Crunch Time
Trade in Whisky;
The war resumes. According to Bloomberg data, one ship passed through the Strait of Hormuz yesterday, while energy prices are rising again. I show crude oil, jet fuel, and North Sea natural gas since the start of this year.
Crude Oil and Jet Fuel

There seems to be no end to this conflict as trust has broken down. If the Tanker Wars of the 1980s are any guide, they went on for years, flaring up periodically. The difference between the end of February and today is that oil reserves have been severely depleted.
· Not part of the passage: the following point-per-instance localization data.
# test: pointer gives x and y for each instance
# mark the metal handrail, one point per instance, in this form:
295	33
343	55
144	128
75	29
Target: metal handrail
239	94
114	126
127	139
What has become clear is how the stress is most focused on jet fuel, diesel, and North Sea gas, the latter of which largely sets UK and European electricity prices. It means inflation expectations are rising again, and rate cuts are, once again, unlikely.
Two-Year Inflation Expectations

The Middle East isn’t just an oil producer; it has also become the largest exporter of refined products. Gulf fuels are heavier than US fuels and yield much more jet fuel and diesel per barrel. As these fuels have risen faster than crude, that has boosted refining margins.
This week, I am adding a refiner to the Whisky Portfolio. I believe this makes more sense than a producer because it is focused on the pressure point. It also complements our existing position in crude oil exposure, which continues to benefit from the backwardation, giving us an additional and sizeable return over and above the spot oil price movements.
Before I get to that, I wanted to check in on RIT Capital following their announcement. I received several emails about it.
RIT Capital (RCP) Tender Offer
RCP have announced a series of measures to narrow its discount to net asset value. From their site:
- A tender offer for up to £300 million of Shares at a 15% discount to preliminary NAV as at 30 June 2026, which is expected to be meaningfully accretive to NAV per share for continuing Shareholders;
- A review of dividend policy, including consideration of an increased dividend from 2027;
- The continuation of the Company’s active share buyback programme; and
- The continued application of a disciplined capital allocation framework focused on long-term value creation.
I added RCP in January 2024, as I felt the discount was wide, offering a very attractive entry point. I added more last September. The NAV has done quite well, while the discount has narrowed, making this a strong performer.
RIT Capital: Net Asset Value

The series of measures taken by RCP is well-intended. They want to get rid of the discount as much as we do. I think the discount will disappear over time as the share price returns to par or NAV.
RCP have already bought back 12.5% of their shares over the past five years, and they propose to buy back a further 10% via a tender offer. If we take the shilling at a 15% discount, there is a modest uplift. But bear in mind the share price has already risen by 7.6% last week to reflect some of that. Furthermore, the buyback is for 10% of the overall stock, and so shareholders may not get filled.
The real issue is whether we want to own this fund or not. If shareholders want to sell, then the tender allows a good opportunity to do so. If we prefer to hold, then selling a few shares at a slightly higher price makes no sense.
I like RCP as it is an ideal holding for Soda. It is well-managed, diversified, and dynamic, with the occasional surprise such as SpaceX. With the NAV at 3030p and the price at 2440p, there is still a 25% upside plus fund returns by doing nothing. That may take longer to come to fruition, but the board members are motivated.
Given that I intend to hold RCP for some time, I opt to take no action.